At first glance, it seems as though the new guidance is simply a rehash of the old guidance, but there are quite a few elements to be aware of. It is vital that law firms give due thought to the implications for their accounting procedures and systems for dealing with client money starting from 25 November 2019 to ensure continued compliance with the rules.
The existing, highly prescriptive rules are being reduced to just 13 shorter rules. The new, shorter rules offer law firms, of differing shape and size, the flexibility to introduce new systems and procedures that both protect client money, as well as introducing practicalities for the firm.
This flexibility, whilst offering a lot of positive changes for law firms will not be without its challenges. Implementing principles-based policies via a system geared to ensure compliance with highly detailed rules requires both thought and discussion. Naturally, there will be some upheaval in changing procedures, but firms should embrace the opportunities the changes present, for example, new systems that will save administration time whilst still being able to demonstrate overall compliance.
Changes to be aware of are:
→ Third-party managed accounts (TPMAs)
The introduction of TPMAs as a means for managing payments and transactions. The SRA expect to be notified when a firm uses a TPMA (via their TPMA form) and be kept up to date on any changes you make.
There are various references to ‘promptly’ in the 13 new rules. A principles-based approach allows the firm to apply their own interpretation of what constitutes as ‘promptly’. Thus, there are now no prescriptive time frames to adhere to, which allows firms to implement their own to suit their particular practice size and requirements.
→ Transfer of client monies for costs
The 14 day rule for transferring money earmarked for costs has now also be replaced with the word ‘promptly’. Particular care and attention should be applied in circumstances where billed costs become the firm’s money, as the principle of separation applies, meaning the money should not ‘languish’ in the client account. Again, firms must establish and document what they perceive to be a ’reasonable timeframe’. Whichever timeframe is agreed, this should specifically form part of policy, and cannot simply be implied.
What should law firms do to prepare for the changes?

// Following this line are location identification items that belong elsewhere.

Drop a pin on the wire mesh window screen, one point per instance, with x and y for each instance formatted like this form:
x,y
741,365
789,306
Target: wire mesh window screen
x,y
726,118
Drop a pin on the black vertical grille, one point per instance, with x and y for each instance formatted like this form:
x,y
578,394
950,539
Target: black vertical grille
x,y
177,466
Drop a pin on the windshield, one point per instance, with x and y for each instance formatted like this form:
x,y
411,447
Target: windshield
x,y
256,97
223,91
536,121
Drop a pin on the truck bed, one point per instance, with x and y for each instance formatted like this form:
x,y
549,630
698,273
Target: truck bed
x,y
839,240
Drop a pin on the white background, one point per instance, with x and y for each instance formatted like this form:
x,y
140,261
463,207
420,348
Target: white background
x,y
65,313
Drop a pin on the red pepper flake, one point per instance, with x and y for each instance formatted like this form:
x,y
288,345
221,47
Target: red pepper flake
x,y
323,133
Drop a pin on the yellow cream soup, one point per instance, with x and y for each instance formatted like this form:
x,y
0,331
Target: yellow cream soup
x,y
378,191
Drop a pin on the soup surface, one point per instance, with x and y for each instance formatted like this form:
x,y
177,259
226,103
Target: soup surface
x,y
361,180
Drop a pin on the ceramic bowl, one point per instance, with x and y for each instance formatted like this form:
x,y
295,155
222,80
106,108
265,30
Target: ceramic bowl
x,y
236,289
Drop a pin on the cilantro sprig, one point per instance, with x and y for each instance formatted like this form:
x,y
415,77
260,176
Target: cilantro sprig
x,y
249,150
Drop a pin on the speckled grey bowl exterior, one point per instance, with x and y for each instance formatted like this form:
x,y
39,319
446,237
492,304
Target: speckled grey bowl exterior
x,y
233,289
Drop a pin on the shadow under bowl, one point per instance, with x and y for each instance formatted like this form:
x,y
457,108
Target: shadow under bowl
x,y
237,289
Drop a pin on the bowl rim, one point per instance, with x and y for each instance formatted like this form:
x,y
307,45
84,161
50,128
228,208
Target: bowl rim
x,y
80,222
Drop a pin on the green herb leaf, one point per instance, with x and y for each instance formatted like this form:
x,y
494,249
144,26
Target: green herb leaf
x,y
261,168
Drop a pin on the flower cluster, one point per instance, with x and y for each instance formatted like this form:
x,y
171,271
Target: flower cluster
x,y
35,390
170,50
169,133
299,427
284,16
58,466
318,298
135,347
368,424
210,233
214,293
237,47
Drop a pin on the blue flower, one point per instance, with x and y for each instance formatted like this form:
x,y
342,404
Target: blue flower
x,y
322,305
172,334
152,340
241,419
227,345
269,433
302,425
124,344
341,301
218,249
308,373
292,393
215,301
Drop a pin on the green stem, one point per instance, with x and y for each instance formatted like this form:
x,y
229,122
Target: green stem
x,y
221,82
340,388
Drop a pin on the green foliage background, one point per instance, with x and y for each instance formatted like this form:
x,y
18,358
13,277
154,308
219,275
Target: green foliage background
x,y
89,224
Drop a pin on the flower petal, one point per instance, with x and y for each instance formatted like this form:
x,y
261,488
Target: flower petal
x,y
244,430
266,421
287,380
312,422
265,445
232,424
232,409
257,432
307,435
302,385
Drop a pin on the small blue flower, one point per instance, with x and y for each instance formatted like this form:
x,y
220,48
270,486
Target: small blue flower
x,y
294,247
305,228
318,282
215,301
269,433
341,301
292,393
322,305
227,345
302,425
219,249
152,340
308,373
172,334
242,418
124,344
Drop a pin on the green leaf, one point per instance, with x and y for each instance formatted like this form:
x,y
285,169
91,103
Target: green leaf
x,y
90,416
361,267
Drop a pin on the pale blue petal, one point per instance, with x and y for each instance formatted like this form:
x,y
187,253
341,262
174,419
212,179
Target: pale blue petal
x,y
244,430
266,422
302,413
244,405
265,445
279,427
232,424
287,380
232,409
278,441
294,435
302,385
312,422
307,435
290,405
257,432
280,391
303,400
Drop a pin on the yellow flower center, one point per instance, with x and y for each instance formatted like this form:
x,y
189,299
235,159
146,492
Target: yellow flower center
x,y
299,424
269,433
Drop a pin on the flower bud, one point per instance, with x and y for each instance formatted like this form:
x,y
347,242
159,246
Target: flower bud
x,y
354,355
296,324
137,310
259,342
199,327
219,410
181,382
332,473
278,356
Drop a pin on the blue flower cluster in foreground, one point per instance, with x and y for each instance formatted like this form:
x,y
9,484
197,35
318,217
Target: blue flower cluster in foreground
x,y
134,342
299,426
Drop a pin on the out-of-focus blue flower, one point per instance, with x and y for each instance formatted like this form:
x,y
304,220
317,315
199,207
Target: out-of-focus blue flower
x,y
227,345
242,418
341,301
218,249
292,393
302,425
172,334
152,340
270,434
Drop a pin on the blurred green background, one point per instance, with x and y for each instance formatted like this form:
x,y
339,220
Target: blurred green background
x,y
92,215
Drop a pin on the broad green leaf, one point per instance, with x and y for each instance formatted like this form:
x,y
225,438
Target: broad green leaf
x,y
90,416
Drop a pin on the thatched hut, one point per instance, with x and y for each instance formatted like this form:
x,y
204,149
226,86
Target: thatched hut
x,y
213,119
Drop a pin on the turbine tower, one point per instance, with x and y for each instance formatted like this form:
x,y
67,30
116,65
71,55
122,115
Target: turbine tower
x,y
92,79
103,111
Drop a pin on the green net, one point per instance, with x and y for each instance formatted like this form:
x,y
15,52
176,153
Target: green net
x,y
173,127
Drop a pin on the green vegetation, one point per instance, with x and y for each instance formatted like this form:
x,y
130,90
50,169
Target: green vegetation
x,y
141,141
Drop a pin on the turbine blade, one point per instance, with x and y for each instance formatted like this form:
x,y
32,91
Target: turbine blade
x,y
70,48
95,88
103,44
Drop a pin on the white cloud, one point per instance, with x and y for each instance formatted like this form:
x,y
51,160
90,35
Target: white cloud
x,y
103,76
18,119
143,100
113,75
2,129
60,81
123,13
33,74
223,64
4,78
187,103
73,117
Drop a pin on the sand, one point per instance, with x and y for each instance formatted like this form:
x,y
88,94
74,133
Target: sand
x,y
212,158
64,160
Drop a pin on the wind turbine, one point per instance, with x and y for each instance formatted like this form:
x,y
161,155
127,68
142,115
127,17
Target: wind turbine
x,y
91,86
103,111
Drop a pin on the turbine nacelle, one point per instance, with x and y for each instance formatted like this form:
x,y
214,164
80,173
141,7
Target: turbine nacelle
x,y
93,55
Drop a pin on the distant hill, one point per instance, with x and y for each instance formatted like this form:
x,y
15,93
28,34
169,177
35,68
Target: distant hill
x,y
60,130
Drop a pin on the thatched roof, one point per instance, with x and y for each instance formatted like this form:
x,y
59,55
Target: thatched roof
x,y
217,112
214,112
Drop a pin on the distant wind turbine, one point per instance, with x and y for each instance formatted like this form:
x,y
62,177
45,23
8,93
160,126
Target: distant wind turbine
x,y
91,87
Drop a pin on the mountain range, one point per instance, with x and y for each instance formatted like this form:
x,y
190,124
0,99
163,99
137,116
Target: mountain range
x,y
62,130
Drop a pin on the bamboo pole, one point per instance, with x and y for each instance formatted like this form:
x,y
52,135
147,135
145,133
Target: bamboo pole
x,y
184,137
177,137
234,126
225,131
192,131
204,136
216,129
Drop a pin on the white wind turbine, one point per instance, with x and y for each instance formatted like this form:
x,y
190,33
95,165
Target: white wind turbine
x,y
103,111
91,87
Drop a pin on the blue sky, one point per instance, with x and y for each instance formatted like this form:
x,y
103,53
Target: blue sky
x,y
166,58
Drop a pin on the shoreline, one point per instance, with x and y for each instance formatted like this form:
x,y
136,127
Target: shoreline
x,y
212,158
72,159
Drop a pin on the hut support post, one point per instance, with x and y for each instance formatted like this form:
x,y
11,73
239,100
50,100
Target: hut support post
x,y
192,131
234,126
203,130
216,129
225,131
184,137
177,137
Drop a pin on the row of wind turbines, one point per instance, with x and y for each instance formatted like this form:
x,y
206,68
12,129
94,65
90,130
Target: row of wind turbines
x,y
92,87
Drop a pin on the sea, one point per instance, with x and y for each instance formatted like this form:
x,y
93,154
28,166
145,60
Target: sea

As a starting point, each COLP, COFA and accounting team should read the new rules along with the available guidance on the SRA’s website, which can be found here. In short, law firms now need to ensure:
→ Client account reconciliations:
There is evidence of review of differences on the client account reconciliations. This should be conducted by a manager or the COFA. Whereas in the past this was recommended as best practice, this now forms part of the rules.
→ Credit balances:
There is evidence of regular review of credit balances on the office side of the ledger, ensuring client money is not incorrectly held there.
→ Closing files:
They establish and maintain up to date written processes that ensure client files are properly and promptly closed and balances repaid on a timely basis. We would suggest that this is part of the file close down procedures and this is completed after a short period, say 30 days. This is good housekeeping and should be kept up to date.
→ Client money retention:
There are systems in place to ensure client money retained is for proper reason and there is ongoing notification.
We expect that the changes will evolve over time and we anticipate further guidance from the SRA and other governing bodies, including the ICAEW, in the coming months.